Я молча показал на висящий над столом тоже красочный текст-заклинание — «Я жить хочу!»
— Э-эх, один я остался! Предатель ты, Вадька! — скривился шутовски Митя и с наслаждением высосал рубиновую «Рябину».
Закусил сыром, задумался, помрачнел вдруг:
— Нет, точно, я чего-то часто стал закладывать — сам вижу… Работа не идёт, чёрт бы её побрал! Застопорило. «Россию» отставил пока — за этюды взялся. Но ты представляешь: пишу натюрморт, а по телеку — про Чечню, про трупы. Я пейзаж вырисовываю, а по радио — про АУМ Синрикё… Тошнота, не работа!
— Ну, так ты возьми, да и напиши-создай жёсткую жанровую картину про сегодняшний апокалипсис.
— Это что же, танк какой-нибудь на городской улице изобразить, под гусеницей человек раздавленный в шляпе, поодаль ребёнок без головы в луже крови — так?

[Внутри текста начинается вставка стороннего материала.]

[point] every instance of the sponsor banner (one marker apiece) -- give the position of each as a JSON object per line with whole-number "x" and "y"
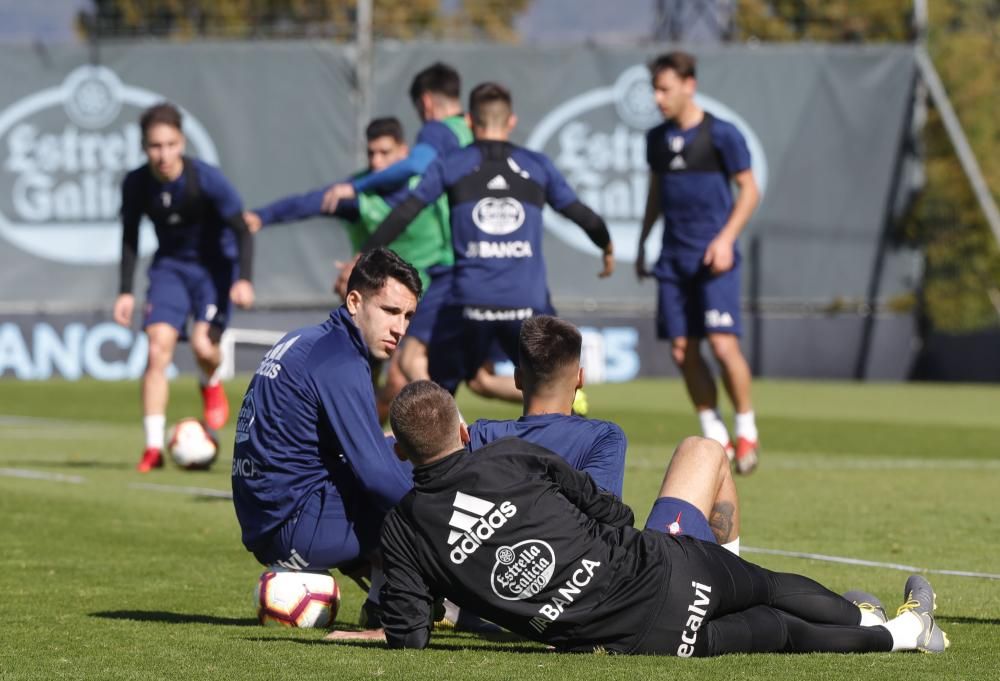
{"x": 615, "y": 348}
{"x": 278, "y": 118}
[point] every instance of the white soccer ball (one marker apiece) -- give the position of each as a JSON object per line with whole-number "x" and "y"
{"x": 297, "y": 599}
{"x": 192, "y": 445}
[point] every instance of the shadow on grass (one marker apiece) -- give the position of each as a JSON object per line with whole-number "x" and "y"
{"x": 109, "y": 465}
{"x": 174, "y": 618}
{"x": 967, "y": 620}
{"x": 523, "y": 647}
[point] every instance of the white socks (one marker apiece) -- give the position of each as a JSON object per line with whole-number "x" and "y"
{"x": 713, "y": 427}
{"x": 154, "y": 427}
{"x": 905, "y": 630}
{"x": 746, "y": 426}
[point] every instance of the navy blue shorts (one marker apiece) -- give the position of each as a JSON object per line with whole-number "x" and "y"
{"x": 693, "y": 302}
{"x": 179, "y": 290}
{"x": 671, "y": 515}
{"x": 434, "y": 300}
{"x": 322, "y": 534}
{"x": 465, "y": 338}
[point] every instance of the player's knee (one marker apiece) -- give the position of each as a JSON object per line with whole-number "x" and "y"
{"x": 703, "y": 448}
{"x": 724, "y": 346}
{"x": 679, "y": 352}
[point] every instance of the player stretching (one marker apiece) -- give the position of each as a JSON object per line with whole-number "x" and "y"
{"x": 496, "y": 192}
{"x": 693, "y": 157}
{"x": 203, "y": 261}
{"x": 514, "y": 533}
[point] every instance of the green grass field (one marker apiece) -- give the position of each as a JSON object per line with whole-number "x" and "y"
{"x": 107, "y": 574}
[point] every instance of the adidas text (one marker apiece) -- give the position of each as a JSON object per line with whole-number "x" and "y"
{"x": 481, "y": 531}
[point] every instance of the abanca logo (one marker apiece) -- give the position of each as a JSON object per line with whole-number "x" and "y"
{"x": 598, "y": 140}
{"x": 63, "y": 153}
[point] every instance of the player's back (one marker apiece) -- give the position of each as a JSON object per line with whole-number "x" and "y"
{"x": 189, "y": 213}
{"x": 496, "y": 194}
{"x": 590, "y": 445}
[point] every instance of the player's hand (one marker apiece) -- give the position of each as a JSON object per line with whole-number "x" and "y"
{"x": 719, "y": 255}
{"x": 254, "y": 223}
{"x": 641, "y": 271}
{"x": 334, "y": 195}
{"x": 365, "y": 635}
{"x": 344, "y": 270}
{"x": 242, "y": 294}
{"x": 124, "y": 306}
{"x": 609, "y": 266}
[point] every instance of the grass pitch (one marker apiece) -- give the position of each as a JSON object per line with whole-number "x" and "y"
{"x": 107, "y": 574}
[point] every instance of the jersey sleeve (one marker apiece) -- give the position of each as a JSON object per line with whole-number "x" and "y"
{"x": 131, "y": 214}
{"x": 732, "y": 147}
{"x": 558, "y": 193}
{"x": 582, "y": 492}
{"x": 345, "y": 393}
{"x": 421, "y": 156}
{"x": 606, "y": 461}
{"x": 438, "y": 137}
{"x": 405, "y": 597}
{"x": 656, "y": 157}
{"x": 221, "y": 192}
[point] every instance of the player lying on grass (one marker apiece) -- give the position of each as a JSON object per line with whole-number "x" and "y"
{"x": 698, "y": 484}
{"x": 514, "y": 533}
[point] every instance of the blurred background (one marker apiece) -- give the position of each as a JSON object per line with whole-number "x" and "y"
{"x": 873, "y": 255}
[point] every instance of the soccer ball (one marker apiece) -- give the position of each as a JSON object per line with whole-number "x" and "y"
{"x": 192, "y": 445}
{"x": 297, "y": 599}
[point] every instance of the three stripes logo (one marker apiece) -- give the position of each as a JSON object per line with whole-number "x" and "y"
{"x": 473, "y": 521}
{"x": 270, "y": 366}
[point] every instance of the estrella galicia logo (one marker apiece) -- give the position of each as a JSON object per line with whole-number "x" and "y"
{"x": 523, "y": 570}
{"x": 598, "y": 140}
{"x": 498, "y": 216}
{"x": 63, "y": 153}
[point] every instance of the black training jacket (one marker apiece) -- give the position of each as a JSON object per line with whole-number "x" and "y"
{"x": 513, "y": 533}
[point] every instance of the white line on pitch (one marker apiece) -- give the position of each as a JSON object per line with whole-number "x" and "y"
{"x": 174, "y": 489}
{"x": 40, "y": 475}
{"x": 868, "y": 563}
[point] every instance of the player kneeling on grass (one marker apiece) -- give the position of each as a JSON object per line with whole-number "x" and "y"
{"x": 514, "y": 533}
{"x": 313, "y": 474}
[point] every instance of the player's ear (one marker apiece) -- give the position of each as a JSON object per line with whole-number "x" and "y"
{"x": 400, "y": 454}
{"x": 511, "y": 122}
{"x": 353, "y": 301}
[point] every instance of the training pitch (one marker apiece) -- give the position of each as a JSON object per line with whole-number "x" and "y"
{"x": 108, "y": 574}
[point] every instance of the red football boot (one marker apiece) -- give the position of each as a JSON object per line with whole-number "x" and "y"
{"x": 216, "y": 406}
{"x": 151, "y": 458}
{"x": 746, "y": 456}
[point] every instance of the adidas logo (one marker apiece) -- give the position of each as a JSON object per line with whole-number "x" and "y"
{"x": 498, "y": 183}
{"x": 473, "y": 521}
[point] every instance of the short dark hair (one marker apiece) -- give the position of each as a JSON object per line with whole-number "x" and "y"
{"x": 547, "y": 344}
{"x": 376, "y": 266}
{"x": 681, "y": 63}
{"x": 439, "y": 79}
{"x": 424, "y": 418}
{"x": 163, "y": 113}
{"x": 385, "y": 127}
{"x": 490, "y": 104}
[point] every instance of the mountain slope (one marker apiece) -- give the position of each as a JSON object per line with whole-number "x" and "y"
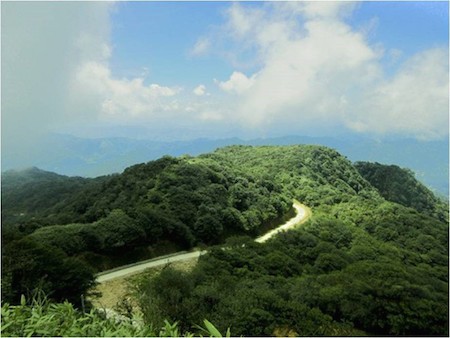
{"x": 361, "y": 265}
{"x": 400, "y": 186}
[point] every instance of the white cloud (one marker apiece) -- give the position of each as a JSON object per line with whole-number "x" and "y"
{"x": 414, "y": 102}
{"x": 316, "y": 70}
{"x": 201, "y": 47}
{"x": 200, "y": 90}
{"x": 238, "y": 83}
{"x": 123, "y": 97}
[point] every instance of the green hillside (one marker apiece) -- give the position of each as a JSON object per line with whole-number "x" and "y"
{"x": 399, "y": 185}
{"x": 372, "y": 260}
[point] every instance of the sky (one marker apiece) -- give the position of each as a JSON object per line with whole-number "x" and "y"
{"x": 180, "y": 70}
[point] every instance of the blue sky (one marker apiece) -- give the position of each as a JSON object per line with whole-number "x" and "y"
{"x": 220, "y": 69}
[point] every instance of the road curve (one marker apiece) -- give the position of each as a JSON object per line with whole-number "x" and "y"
{"x": 303, "y": 213}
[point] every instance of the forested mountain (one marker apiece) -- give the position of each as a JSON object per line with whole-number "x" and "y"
{"x": 399, "y": 185}
{"x": 372, "y": 260}
{"x": 92, "y": 157}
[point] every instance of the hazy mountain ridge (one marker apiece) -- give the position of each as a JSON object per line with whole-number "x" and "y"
{"x": 352, "y": 269}
{"x": 94, "y": 157}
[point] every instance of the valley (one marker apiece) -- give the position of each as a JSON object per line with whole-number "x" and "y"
{"x": 376, "y": 239}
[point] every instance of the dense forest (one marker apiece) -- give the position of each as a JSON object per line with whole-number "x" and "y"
{"x": 372, "y": 260}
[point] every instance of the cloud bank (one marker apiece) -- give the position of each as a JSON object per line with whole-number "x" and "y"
{"x": 316, "y": 69}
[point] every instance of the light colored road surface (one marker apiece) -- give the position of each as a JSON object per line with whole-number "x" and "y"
{"x": 139, "y": 267}
{"x": 303, "y": 214}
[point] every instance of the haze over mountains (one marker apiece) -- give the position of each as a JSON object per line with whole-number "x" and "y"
{"x": 91, "y": 157}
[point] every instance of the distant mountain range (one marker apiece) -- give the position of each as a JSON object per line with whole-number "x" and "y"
{"x": 74, "y": 156}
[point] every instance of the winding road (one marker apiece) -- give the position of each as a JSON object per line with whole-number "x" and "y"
{"x": 303, "y": 213}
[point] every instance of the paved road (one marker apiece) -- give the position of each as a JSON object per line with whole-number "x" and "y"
{"x": 130, "y": 270}
{"x": 303, "y": 214}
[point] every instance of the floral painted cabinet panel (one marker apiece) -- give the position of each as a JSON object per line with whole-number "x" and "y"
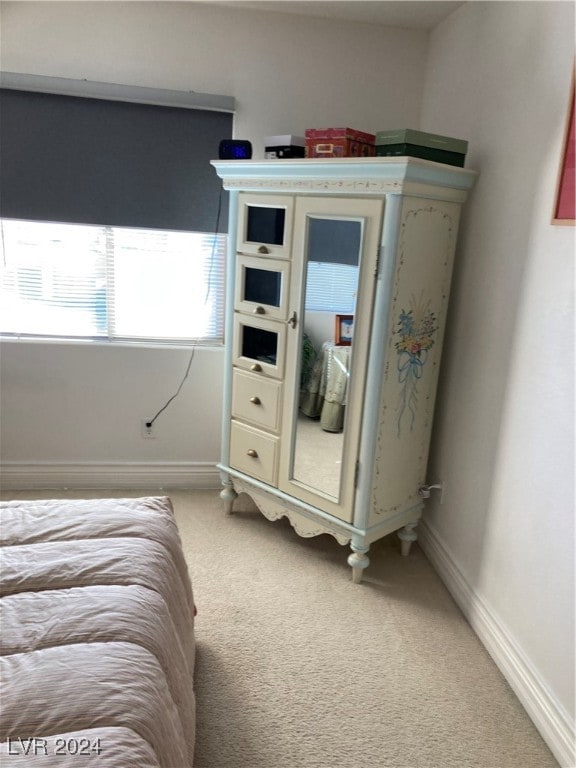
{"x": 417, "y": 317}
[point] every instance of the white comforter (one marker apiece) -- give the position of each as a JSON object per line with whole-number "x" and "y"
{"x": 97, "y": 639}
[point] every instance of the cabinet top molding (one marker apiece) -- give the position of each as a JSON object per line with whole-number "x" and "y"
{"x": 349, "y": 175}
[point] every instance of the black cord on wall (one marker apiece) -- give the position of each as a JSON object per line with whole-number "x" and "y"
{"x": 208, "y": 289}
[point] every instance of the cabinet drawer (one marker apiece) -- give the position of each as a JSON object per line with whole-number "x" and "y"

— Ну, зачем этот демреализм примитивный. А вот я, если бы художником был, написал бы такую картину: представляешь, на полотне мир изображён — небо, лес, поле, цветы… Природа первозданная, одним словом. А посреди всего этого, в центре мироздания лежит толстая, чёрная, мрачная книга — Библия. И из неё, из толщи её страниц вытекает-струится-пенится густой поток алой крови и заливает мир… А? Каково?

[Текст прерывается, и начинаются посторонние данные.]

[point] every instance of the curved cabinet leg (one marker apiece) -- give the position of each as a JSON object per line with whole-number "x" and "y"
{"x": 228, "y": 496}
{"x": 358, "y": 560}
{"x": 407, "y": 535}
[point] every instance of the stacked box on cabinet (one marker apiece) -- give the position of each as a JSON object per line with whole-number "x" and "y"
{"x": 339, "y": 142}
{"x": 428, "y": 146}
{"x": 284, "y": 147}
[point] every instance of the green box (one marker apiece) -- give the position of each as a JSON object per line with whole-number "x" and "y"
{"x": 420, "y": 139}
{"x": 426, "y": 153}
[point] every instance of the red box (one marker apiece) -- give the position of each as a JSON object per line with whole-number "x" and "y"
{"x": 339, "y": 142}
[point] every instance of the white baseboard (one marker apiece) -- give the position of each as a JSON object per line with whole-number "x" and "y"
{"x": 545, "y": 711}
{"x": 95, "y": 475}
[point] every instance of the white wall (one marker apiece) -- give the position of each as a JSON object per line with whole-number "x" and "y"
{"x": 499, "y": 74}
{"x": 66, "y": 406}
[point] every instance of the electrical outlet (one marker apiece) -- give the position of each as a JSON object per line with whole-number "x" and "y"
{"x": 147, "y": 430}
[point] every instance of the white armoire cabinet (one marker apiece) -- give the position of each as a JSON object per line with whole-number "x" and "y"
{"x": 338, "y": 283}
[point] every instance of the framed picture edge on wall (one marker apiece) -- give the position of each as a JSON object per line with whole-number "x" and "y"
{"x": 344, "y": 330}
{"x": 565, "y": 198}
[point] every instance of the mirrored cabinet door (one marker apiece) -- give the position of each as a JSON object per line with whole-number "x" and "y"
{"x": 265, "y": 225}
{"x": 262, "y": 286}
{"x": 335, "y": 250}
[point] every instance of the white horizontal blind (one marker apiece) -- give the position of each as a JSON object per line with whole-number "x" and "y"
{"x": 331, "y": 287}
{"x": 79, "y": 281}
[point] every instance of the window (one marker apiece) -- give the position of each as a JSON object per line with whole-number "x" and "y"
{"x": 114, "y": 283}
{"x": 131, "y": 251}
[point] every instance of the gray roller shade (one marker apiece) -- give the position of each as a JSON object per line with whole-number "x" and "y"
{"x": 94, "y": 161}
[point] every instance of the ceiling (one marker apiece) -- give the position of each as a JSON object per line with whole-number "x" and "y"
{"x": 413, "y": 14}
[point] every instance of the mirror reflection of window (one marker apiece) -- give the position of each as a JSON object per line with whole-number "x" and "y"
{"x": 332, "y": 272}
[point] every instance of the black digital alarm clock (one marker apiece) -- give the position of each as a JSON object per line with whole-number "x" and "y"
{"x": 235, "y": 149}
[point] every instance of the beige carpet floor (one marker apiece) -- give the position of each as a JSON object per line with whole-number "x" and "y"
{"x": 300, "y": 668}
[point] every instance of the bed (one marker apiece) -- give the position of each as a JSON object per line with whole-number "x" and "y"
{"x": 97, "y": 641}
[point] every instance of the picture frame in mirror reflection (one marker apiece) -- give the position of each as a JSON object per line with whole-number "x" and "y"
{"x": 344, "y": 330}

— Да-а, впечатляет, — согласился Митя. — Только это сюр какой-то, это — не моё.
Он наплескал себе ещё полстакашка, выцедил, вдруг сморщился:
— Ты б лучше водочки купил, чем этот сироп.
— Ну-у, Дмитрий-Митрий, с утра водку лакать… Так цивилизованные люди не делают.
— Манал я твоих цивилизованных! Я человек русский, без фокусов. Это ты, я гляжу, под них выстёбываться начинаешь — вон уже и очки забугорные нацепил, поди израильские…
— Да что ты! Эта оправа в Туле сделана, на оружейном заводе. Наша, расейская! — пришлось обмануть Митю (на самом же деле оправа была и точно импортной, итальянской). — А тебе, если невтерпёж злиться, нервы разрядить, на-ка, глянь, чего умудрил один из моих учителей по ВЛК господин Нойман. Его из Литинститута турнули, так он теперь вон чего вытворяет. Почитай, а я пока яишню сварганю.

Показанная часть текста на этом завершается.